I’d like to parse a dataframe to two pre-define columns in an sql table. The schema in sql is:

abc(varchar(255))
def(varchar(255))

With a dataframe like so:

df = pd.DataFrame(
    [
        [False, False],
        [True, True],

    ],
    columns=["ABC", "DEF"],
)

And the sql query is like so:

with conn.cursor() as cursor:
    string = "INSERT INTO {0}.{1}(abc, def) VALUES (?,?)".format(db, table)
    cursor.execute(string, (df["ABC"]), (df["DEF"]))
    cursor.commit()

So that the query (string) looks like so:

'INSERT INTO my_table(abc, def) VALUES (?,?)'

This creates the following error message:

pyodbc.Error: ('HY004', '[HY004] [Cloudera][ODBC] (11320) SQL type not supported. (11320) (SQLBindParameter)')

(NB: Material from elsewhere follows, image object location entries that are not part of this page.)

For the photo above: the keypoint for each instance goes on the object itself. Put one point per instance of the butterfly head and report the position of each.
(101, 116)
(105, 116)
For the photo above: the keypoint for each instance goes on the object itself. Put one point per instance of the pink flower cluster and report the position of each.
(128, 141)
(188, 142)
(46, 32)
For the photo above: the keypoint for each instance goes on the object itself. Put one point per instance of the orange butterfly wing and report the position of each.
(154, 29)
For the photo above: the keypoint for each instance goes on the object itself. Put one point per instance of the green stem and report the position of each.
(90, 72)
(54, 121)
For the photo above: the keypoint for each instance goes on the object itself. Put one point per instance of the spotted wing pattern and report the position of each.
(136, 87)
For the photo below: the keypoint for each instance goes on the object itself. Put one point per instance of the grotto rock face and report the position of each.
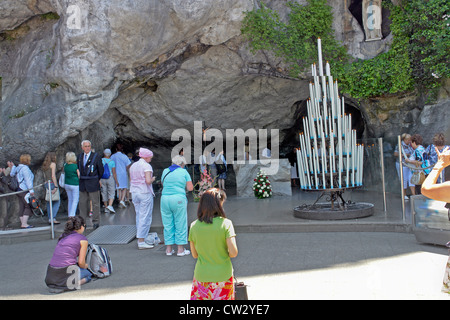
(137, 70)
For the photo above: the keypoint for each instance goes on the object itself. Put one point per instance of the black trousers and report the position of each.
(85, 206)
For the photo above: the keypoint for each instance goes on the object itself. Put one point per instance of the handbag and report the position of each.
(240, 290)
(62, 180)
(418, 177)
(55, 196)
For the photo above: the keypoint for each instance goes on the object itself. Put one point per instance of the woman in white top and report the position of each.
(141, 179)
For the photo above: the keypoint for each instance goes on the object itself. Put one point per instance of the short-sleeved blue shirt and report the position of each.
(175, 181)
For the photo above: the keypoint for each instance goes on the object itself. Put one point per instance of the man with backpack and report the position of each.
(108, 181)
(91, 170)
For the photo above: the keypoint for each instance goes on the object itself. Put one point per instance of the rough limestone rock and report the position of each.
(106, 70)
(148, 66)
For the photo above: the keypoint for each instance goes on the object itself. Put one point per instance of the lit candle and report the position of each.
(319, 49)
(333, 164)
(316, 168)
(353, 157)
(331, 169)
(323, 167)
(324, 160)
(362, 164)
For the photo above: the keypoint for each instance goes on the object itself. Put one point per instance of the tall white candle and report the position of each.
(353, 156)
(319, 49)
(324, 151)
(331, 169)
(323, 168)
(299, 167)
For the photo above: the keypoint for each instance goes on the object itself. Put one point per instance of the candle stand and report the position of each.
(329, 160)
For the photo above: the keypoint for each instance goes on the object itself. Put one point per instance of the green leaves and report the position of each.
(296, 41)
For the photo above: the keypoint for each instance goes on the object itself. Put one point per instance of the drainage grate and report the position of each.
(112, 234)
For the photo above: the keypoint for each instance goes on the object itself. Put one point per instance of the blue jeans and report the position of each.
(73, 194)
(143, 205)
(55, 208)
(85, 274)
(174, 219)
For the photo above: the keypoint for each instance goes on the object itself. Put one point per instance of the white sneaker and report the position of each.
(144, 245)
(184, 253)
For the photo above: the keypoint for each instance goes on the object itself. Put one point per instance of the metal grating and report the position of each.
(112, 234)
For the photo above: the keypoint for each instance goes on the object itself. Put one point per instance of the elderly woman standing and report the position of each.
(141, 179)
(49, 169)
(25, 178)
(174, 205)
(71, 183)
(407, 151)
(108, 188)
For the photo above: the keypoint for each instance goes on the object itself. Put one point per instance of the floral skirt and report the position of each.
(223, 290)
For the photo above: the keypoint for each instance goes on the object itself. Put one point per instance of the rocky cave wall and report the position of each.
(137, 71)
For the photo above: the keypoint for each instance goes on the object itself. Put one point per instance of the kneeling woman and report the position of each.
(67, 269)
(213, 243)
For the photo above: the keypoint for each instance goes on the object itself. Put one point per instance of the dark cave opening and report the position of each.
(356, 9)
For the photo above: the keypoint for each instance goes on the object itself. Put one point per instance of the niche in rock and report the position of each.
(373, 18)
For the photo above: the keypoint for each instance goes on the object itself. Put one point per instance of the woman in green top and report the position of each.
(71, 181)
(213, 243)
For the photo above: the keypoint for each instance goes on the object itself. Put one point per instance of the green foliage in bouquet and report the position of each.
(206, 182)
(262, 187)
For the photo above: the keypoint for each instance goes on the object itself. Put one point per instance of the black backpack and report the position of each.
(14, 183)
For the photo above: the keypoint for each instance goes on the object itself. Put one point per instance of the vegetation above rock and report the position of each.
(417, 60)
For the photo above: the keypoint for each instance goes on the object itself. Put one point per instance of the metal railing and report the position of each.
(50, 201)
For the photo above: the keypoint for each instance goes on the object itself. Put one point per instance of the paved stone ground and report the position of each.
(276, 266)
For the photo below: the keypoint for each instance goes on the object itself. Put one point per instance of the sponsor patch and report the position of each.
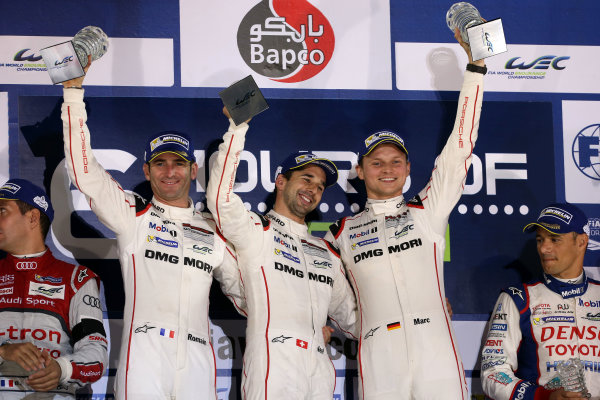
(49, 279)
(498, 327)
(167, 333)
(314, 250)
(162, 242)
(199, 234)
(287, 255)
(394, 325)
(365, 242)
(6, 291)
(50, 291)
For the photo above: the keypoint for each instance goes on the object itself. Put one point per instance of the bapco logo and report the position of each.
(586, 151)
(286, 41)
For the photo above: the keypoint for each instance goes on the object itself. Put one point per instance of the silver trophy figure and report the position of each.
(463, 15)
(91, 40)
(569, 377)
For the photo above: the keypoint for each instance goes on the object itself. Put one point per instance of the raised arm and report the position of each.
(233, 220)
(450, 170)
(106, 198)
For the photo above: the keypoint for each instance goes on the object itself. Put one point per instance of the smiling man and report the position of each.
(537, 325)
(393, 252)
(52, 340)
(169, 254)
(292, 280)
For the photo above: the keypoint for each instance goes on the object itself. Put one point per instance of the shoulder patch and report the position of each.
(264, 220)
(337, 227)
(83, 274)
(519, 295)
(415, 202)
(141, 205)
(332, 248)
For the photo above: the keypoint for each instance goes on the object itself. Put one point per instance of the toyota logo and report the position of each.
(21, 265)
(91, 301)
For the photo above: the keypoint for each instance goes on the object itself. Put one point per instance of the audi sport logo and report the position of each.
(91, 301)
(26, 265)
(286, 41)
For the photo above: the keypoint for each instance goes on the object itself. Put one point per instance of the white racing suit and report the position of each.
(535, 326)
(168, 257)
(393, 253)
(292, 281)
(55, 306)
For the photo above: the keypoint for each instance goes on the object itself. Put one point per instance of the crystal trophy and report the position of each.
(66, 61)
(570, 377)
(484, 38)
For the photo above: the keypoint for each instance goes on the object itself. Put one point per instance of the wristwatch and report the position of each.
(477, 68)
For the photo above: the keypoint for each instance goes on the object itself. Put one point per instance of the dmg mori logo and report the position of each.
(586, 151)
(286, 41)
(26, 265)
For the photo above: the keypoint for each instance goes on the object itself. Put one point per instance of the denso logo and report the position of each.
(286, 41)
(522, 389)
(26, 265)
(543, 62)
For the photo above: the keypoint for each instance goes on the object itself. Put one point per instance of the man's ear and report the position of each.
(193, 171)
(146, 169)
(360, 172)
(280, 182)
(34, 218)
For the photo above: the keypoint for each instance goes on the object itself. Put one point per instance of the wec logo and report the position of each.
(543, 62)
(286, 41)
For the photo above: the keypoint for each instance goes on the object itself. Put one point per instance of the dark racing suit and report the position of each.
(292, 281)
(533, 327)
(168, 257)
(55, 306)
(393, 253)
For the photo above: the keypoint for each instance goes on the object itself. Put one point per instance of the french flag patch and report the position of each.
(7, 383)
(167, 332)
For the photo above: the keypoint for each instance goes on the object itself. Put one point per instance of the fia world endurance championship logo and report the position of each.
(286, 40)
(586, 151)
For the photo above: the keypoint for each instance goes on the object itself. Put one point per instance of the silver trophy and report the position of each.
(91, 40)
(569, 377)
(463, 15)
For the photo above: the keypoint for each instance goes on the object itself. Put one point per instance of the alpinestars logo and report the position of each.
(286, 40)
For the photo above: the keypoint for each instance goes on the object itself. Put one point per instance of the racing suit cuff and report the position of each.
(473, 77)
(234, 127)
(66, 369)
(73, 95)
(541, 393)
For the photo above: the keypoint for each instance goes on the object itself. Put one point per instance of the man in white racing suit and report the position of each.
(538, 325)
(52, 340)
(393, 254)
(292, 280)
(169, 253)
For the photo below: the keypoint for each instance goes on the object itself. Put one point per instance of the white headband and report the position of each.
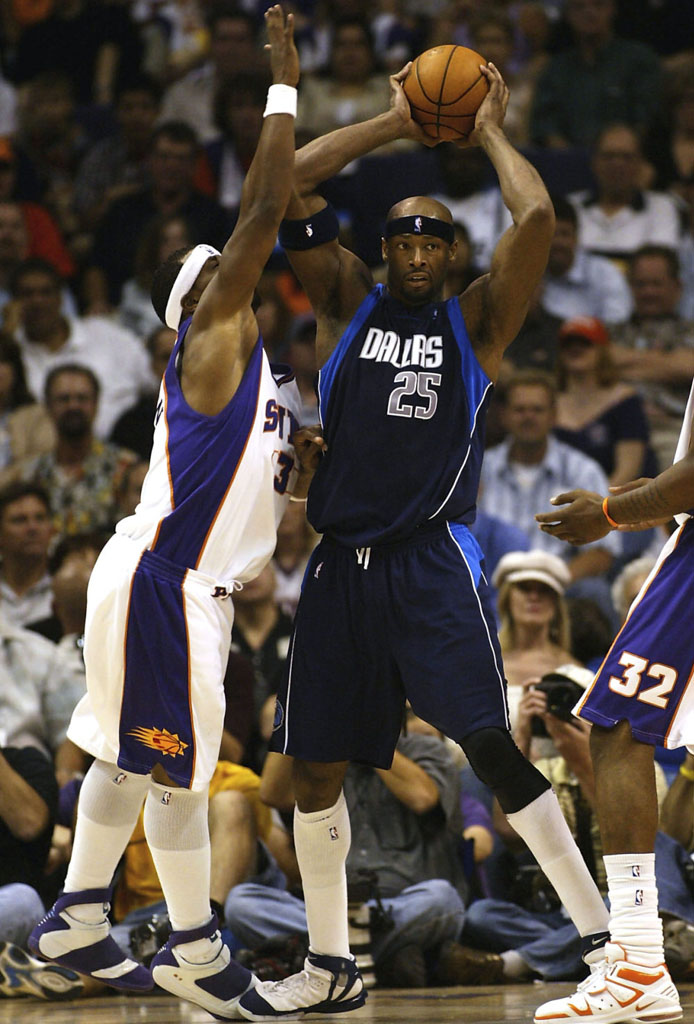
(185, 279)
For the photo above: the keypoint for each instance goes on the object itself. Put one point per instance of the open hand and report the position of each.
(309, 446)
(492, 109)
(579, 521)
(284, 55)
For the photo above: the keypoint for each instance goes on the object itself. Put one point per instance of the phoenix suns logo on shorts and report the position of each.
(160, 739)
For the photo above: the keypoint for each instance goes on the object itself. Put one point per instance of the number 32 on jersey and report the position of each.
(633, 684)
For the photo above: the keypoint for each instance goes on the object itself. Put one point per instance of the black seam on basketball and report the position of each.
(419, 82)
(443, 81)
(464, 93)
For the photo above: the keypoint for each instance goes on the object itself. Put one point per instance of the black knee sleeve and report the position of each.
(497, 762)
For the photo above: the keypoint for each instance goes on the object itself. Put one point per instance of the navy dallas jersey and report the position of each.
(402, 401)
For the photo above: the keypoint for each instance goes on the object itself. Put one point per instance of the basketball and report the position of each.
(445, 87)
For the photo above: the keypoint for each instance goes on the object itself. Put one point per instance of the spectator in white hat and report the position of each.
(533, 626)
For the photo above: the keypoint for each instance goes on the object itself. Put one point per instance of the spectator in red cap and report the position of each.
(44, 238)
(596, 413)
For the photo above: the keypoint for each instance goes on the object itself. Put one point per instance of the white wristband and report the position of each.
(280, 99)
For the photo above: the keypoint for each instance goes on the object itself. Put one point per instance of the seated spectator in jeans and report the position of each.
(654, 350)
(599, 80)
(81, 474)
(25, 426)
(405, 825)
(48, 339)
(135, 428)
(26, 532)
(619, 216)
(526, 470)
(28, 806)
(596, 412)
(576, 283)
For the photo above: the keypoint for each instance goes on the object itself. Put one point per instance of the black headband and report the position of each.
(421, 225)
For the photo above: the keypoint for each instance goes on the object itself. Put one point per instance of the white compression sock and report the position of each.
(110, 803)
(321, 841)
(543, 827)
(176, 828)
(635, 924)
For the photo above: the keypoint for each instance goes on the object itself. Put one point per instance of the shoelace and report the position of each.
(597, 974)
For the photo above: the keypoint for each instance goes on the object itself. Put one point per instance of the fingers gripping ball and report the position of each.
(445, 87)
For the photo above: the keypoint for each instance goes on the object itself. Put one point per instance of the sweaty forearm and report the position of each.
(671, 492)
(322, 158)
(522, 187)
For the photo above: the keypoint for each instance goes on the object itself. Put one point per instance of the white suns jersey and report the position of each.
(218, 485)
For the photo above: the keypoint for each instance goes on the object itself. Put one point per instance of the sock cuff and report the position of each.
(338, 808)
(616, 863)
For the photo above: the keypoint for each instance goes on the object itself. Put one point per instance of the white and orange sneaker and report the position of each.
(619, 991)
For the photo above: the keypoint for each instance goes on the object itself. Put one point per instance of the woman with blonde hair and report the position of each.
(534, 633)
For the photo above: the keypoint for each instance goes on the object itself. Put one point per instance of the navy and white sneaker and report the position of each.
(216, 985)
(89, 948)
(327, 985)
(22, 975)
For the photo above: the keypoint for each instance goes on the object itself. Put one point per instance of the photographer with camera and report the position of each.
(533, 937)
(533, 630)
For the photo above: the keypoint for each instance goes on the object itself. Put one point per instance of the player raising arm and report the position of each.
(159, 606)
(395, 602)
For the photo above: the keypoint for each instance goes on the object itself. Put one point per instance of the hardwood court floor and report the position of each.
(508, 1004)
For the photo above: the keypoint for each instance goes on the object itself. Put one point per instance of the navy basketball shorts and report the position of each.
(377, 626)
(646, 677)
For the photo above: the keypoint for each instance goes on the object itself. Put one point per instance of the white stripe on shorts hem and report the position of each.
(289, 691)
(486, 628)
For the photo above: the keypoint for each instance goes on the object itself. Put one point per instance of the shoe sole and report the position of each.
(330, 1007)
(175, 987)
(50, 982)
(654, 1017)
(658, 1017)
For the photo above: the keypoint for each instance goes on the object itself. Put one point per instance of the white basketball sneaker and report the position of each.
(623, 991)
(327, 985)
(216, 985)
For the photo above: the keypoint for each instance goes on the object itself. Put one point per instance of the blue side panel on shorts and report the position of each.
(651, 662)
(156, 725)
(327, 374)
(204, 455)
(470, 549)
(409, 622)
(476, 381)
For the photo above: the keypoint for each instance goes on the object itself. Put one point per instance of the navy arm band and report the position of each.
(311, 231)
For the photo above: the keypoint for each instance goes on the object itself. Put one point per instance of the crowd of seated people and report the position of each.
(110, 164)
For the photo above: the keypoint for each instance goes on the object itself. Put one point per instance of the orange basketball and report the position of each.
(444, 87)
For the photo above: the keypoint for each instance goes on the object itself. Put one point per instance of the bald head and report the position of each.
(420, 206)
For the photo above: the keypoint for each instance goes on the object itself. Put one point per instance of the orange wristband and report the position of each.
(607, 514)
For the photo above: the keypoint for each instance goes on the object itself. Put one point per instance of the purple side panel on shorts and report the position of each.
(659, 632)
(156, 726)
(204, 455)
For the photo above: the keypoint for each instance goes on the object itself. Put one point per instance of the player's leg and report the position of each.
(196, 964)
(451, 636)
(331, 981)
(638, 698)
(532, 809)
(75, 932)
(318, 722)
(636, 983)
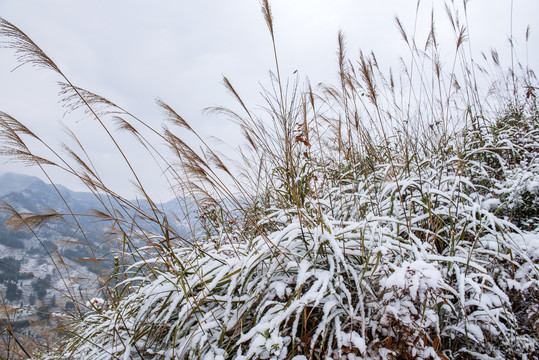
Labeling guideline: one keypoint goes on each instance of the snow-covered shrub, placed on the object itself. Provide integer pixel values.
(378, 223)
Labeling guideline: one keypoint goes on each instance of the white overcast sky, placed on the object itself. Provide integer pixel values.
(134, 51)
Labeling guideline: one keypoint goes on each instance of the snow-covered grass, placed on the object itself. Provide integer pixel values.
(383, 218)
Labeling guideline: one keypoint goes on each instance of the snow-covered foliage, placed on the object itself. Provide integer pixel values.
(385, 218)
(435, 258)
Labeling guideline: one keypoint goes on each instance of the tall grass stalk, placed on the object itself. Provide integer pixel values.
(392, 216)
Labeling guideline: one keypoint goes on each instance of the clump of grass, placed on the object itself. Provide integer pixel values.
(385, 218)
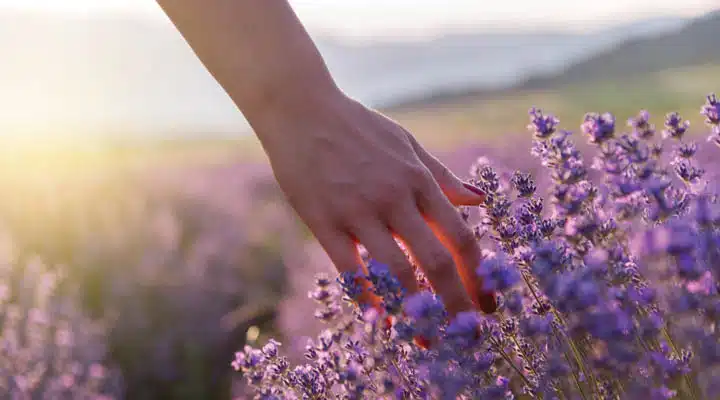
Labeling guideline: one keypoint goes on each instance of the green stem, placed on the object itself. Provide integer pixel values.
(576, 353)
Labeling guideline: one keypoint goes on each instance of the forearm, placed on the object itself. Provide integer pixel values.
(257, 50)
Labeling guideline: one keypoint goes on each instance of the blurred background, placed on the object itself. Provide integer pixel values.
(128, 171)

So I try using a direct query (not via Python) in the Impala editor, on the following:

'INSERT INTO my_table(abc, def) VALUES ('Hey','Hi');'

And produces this error message:

AnalysisException: Possible loss of precision for target table 'my_table'. Expression ''hey'' (type: `STRING) would need to be cast to VARCHAR(255) for column 'abc'`

How come I cannot even insert into my table simple strings, like “Hi”? Is my schema set up correctly or perhaps something else?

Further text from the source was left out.